Read this: Changemakers - Resistance to change is yesterday's logic
She knows “that includes navigating risks that are known and unknown; some of them are less obvious risks that go along with things like AI and machine learning, the data quality, the bottom risks of bias, both in the input data, as well as in how you're creating your algorithms and how you are applying them…”
It’s why JoAnn is part of a much wider community. A non-exhaustive list reveals quite how seriously she takes that – and the extent to which her knowledge is sought after. She currently serves on the United Nations Expert Group on Governance and Artificial Intelligence ; is co-chair of the World Economic Forum’s Global Future Council on Data Policy and is an adjunct professor at Pratt Institute, where she teaches business strategy and international business in the Design Management Master’s Program. (She is also a board advisor for Truata, a data trust co-founded by Mastercard and IBM, and serves on the board of trustees for Academy of Mount St. Ursula, where she attended high school in Bronx, New York.)
Trust your teams, implicitly.
Whilst engaged with so many people, JoAnn is laser focused on her team. She freely admits, as a leader “I’m very demanding – I often say ‘no shortcuts’. We have to write things properly, which means learning about things properly: build a community of people that are way smarter than you about certain things, and really be willing to be humble and say, ‘I don't know what you're talking about. Can you explain that to me? Can you slow down? Can you tell me about it? Or can you tell me where I can go to learn more?”
“I tell my team that I really only have one rule, which is to tell the truth, and then we can figure it out from there”, she notes. “I like going through the hard stuff together, but I also trust my team implicitly; they are an amazing team and I love to see them grow and prosper.”
Finally, let data show you new paths.
This is where JoAnn’s contribution to making brilliant change is clear. She has worked out how to leverage what her company has done, and see what it can do, by letting data show her the way.

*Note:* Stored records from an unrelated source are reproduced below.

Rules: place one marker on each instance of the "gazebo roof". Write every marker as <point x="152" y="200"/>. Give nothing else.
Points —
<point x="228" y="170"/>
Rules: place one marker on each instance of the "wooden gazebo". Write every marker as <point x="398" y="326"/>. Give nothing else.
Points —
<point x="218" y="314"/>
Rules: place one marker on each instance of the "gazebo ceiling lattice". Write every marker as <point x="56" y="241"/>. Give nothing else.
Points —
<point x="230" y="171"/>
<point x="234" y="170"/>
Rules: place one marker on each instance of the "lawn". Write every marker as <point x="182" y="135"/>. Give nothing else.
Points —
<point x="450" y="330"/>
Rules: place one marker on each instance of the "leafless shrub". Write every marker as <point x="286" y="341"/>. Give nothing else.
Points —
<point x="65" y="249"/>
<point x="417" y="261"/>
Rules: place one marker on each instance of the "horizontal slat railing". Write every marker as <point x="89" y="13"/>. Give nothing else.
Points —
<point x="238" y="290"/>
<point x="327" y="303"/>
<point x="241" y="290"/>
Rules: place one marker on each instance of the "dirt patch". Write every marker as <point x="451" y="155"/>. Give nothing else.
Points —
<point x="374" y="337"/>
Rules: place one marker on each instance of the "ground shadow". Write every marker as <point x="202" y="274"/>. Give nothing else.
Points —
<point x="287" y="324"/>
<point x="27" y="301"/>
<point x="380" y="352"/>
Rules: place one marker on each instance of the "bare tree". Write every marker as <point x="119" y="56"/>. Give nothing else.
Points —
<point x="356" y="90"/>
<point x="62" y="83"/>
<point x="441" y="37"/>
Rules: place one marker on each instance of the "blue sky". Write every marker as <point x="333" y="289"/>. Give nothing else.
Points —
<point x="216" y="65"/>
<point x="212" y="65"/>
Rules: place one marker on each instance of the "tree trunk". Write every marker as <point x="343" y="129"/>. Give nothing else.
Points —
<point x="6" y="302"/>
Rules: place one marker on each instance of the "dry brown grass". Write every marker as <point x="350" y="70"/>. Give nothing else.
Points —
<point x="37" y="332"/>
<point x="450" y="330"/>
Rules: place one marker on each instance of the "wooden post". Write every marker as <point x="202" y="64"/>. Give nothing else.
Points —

“If you think about our original network, we enabled payments to happen: we would swipe or tap our card at a merchant; it would immediately go on our rails to the acquiring bank; we would check for fraud, we check with your bank that you have enough credit or debit in your account; then we do the payment settlement.
“Our products to a certain extent, and our innovation, is in some of the same lanes we've always been in: improving fraud, improving security, improving identity, but we have been using our network and our connectivity in a much more powerful way.
“We’re adding in analytics and insights and providing them to merchants, banks, governments. After Covid we used aggregated data to begin to understand how different economies could re-emerge, predict how a ‘look-alike’ city might respond to a crisis.”
Ultimately moving Mastercard from payments to providing insight that transforms economies.